Department of Genetics and Genome Biology, University of Leicester, Leicester, United Kingdom.
Department of Population Health Sciences, University of Leicester, Leicester, United Kingdom.
PLoS One. 2024 Apr 1;19(4):e0300545. doi: 10.1371/journal.pone.0300545. eCollection 2024.
Short tandem repeat (STR) variation is an often overlooked source of variation between genomes. STRs comprise about 3% of the human genome and are highly polymorphic. Some cause Mendelian disease, and others affect gene expression. Their contribution to common disease is not well-understood, but recent software tools designed to genotype STRs using short read sequencing data will help address this. Here, we compare software that genotypes common STRs and rarer STR expansions genome-wide, with the aim of applying them to population-scale genomes. By using the Genome-In-A-Bottle (GIAB) consortium and 1000 Genomes Project short-read sequencing data, we compare performance in terms of sequence length, depth, computing resources needed, genotyping accuracy and number of STRs genotyped. To ensure broad applicability of our findings, we also measure genotyping performance against a set of genomes from clinical samples with known STR expansions, and a set of STRs commonly used for forensic identification. We find that HipSTR, ExpansionHunter and GangSTR perform well in genotyping common STRs, including the CODIS 13 core STRs used for forensic analysis.
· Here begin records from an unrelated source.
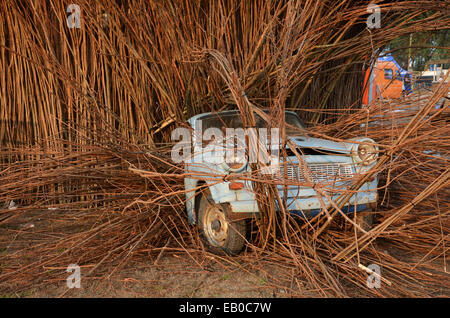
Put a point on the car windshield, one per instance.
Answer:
(294, 125)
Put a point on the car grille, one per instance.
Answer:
(318, 172)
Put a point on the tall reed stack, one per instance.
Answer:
(86, 115)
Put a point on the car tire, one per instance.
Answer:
(220, 234)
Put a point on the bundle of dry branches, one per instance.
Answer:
(86, 116)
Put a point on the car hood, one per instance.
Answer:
(320, 144)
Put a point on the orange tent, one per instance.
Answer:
(383, 80)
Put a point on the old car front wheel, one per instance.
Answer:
(221, 235)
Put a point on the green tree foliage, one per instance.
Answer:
(425, 46)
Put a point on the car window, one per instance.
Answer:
(233, 120)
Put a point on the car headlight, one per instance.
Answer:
(237, 164)
(365, 153)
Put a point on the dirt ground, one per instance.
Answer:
(174, 274)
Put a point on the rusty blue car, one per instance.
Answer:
(222, 210)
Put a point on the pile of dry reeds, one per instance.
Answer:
(86, 116)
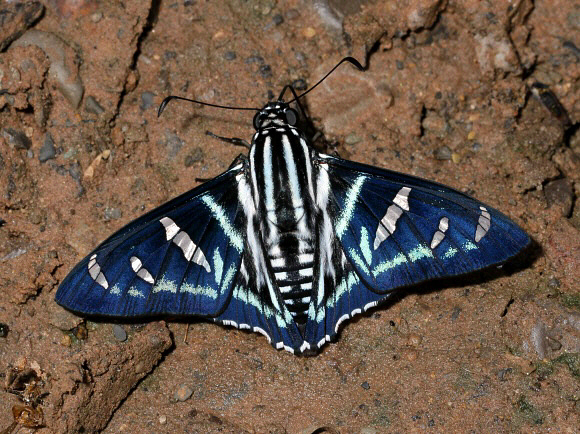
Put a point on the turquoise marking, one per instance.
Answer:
(346, 214)
(115, 290)
(450, 253)
(250, 298)
(218, 265)
(218, 212)
(469, 246)
(419, 252)
(229, 277)
(365, 246)
(389, 264)
(199, 290)
(135, 293)
(163, 285)
(346, 285)
(359, 261)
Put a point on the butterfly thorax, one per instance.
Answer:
(281, 171)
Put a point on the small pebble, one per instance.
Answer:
(266, 71)
(299, 84)
(66, 340)
(309, 32)
(81, 332)
(96, 17)
(16, 139)
(183, 393)
(119, 333)
(413, 340)
(442, 153)
(93, 106)
(112, 213)
(230, 55)
(4, 330)
(255, 59)
(47, 151)
(146, 100)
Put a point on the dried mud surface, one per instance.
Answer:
(446, 96)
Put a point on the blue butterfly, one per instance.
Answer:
(289, 242)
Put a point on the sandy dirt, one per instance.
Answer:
(448, 95)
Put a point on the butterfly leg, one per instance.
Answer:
(233, 140)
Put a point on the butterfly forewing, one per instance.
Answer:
(179, 259)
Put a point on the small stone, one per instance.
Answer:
(47, 151)
(81, 332)
(266, 71)
(255, 59)
(119, 333)
(292, 14)
(413, 340)
(92, 106)
(560, 193)
(96, 17)
(183, 393)
(299, 84)
(4, 330)
(352, 139)
(112, 213)
(195, 156)
(66, 340)
(442, 153)
(146, 100)
(455, 313)
(309, 32)
(16, 139)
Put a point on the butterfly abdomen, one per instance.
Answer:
(281, 170)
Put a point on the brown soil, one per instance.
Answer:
(447, 96)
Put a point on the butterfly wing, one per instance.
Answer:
(180, 259)
(397, 230)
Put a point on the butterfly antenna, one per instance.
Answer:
(349, 59)
(171, 97)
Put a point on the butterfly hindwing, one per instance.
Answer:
(180, 259)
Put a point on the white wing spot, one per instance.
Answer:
(137, 267)
(95, 272)
(183, 241)
(388, 223)
(483, 224)
(440, 232)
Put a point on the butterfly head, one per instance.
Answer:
(275, 114)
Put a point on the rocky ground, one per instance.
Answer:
(449, 94)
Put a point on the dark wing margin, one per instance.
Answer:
(181, 258)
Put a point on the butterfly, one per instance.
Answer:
(289, 242)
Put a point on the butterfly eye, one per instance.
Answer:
(291, 116)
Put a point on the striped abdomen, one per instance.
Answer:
(281, 175)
GangSTR and ExpansionHunter outperform HipSTR for genotyping call rate and memory usage. ExpansionHunter denovo (EHdn), STRling and GangSTR outperformed STRetch for detecting expanded STRs, and EHdn and STRling used considerably less processor time compared to GangSTR. Analysis on shared genomic sequence data provided by the GIAB consortium allows future performance comparisons of new software approaches on a common set of data, facilitating comparisons and allowing researchers to choose the best software that fulfils their needs.
短串联重复(STR)变异是基因组间变异的一个经常被忽视的来源。STR 约占人类基因组的 3%,高度多态性。有些导致孟德尔疾病,有些影响基因表达。它们对常见疾病的贡献尚不清楚,但最近设计用于使用短读测序数据对 STR 进行基因分型的软件工具将有助于解决这个问题。在这里,我们比较了用于全基因组常见 STR 和更罕见 STR 扩展的基因分型的软件,目的是将它们应用于人群规模的基因组。通过使用基因组瓶(GIAB)联盟和 1000 基因组项目短读测序数据,我们比较了序列长度、深度、所需计算资源、基因分型准确性和基因分型 STR 数量等方面的性能。为了确保我们的发现具有广泛的适用性,我们还针对一组具有已知 STR 扩展的临床样本基因组和一组常用于法医鉴定的 STR 测量了基因分型性能。我们发现 HipSTR、ExpansionHunter 和 GangSTR 在基因分型常见 STR 方面表现良好,包括用于法医分析的 CODIS 13 核心 STR。GangSTR 和 ExpansionHunter 在基因分型调用率和内存使用方面优于 HipSTR。ExpansionHunter denovo(EHdn)、STRling 和 GangSTR 比 STRetch 更能检测到扩展的 STR,与 GangSTR 相比,EHdn 和 STRling 消耗的处理器时间要少得多。对 GIAB 联盟提供的共享基因组序列数据的分析允许在一组共同的数据上对新软件方法的未来性能进行比较,从而促进了比较,并允许研究人员选择满足其需求的最佳软件。